In April 1800, rumours flew through St. John's, Newfoundland that up to 400 Irishmen had taken the secret oath of the Society of the United Irishmen. It is believed that some 80 or more Irish soldiers in the British army planned to meet and mutiny at the powder shed behind the British garrison at Fort Townshend. Their plan was to kill their officers and the leading British inhabitants of St. John's assembled for worship in the Church of England Cathedral on Sunday, April 20, 1800.

Nineteen soldiers took up arms and assembled at the powder shed behind Fort Townshend, expecting to be joined by others. Soldiers from Fort William were unable to join them, however, because the commander there had scheduled a social function that night, detaining many of the men. Word of the mutiny spread quickly, the alarm was raised, and the deserting soldiers were pursued as they fled over the barrens and into the woods behind St. John's.

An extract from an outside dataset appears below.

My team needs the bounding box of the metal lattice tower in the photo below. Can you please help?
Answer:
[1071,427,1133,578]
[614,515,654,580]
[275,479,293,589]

Within several weeks, all of the 19 were captured, except for the two ringleaders, Sergeant Kelly and James Murphy. Four of the mutineers who informed on the others were not tried by court martial. Of the remaining 13, five were hanged and eight were sent to Halifax to be dealt with by the Duke of Kent. Within several more weeks of the mutiny, all the remaining soldiers of the St. John's garrison were transferred to Halifax.

The Newfoundland rebellion was the only one to occur which the British administration linked directly to the Irish Rebellion of 1798. The uprising in St. John's was significant in that it was the first occasion on which the Irish in Newfoundland deliberately challenged the authority of the state, and because the British feared that it might not be the last. It earned for Newfoundland a reputation as a Transatlantic Tipperary–a far-flung but semi-Irish colony with the potential for political chaos.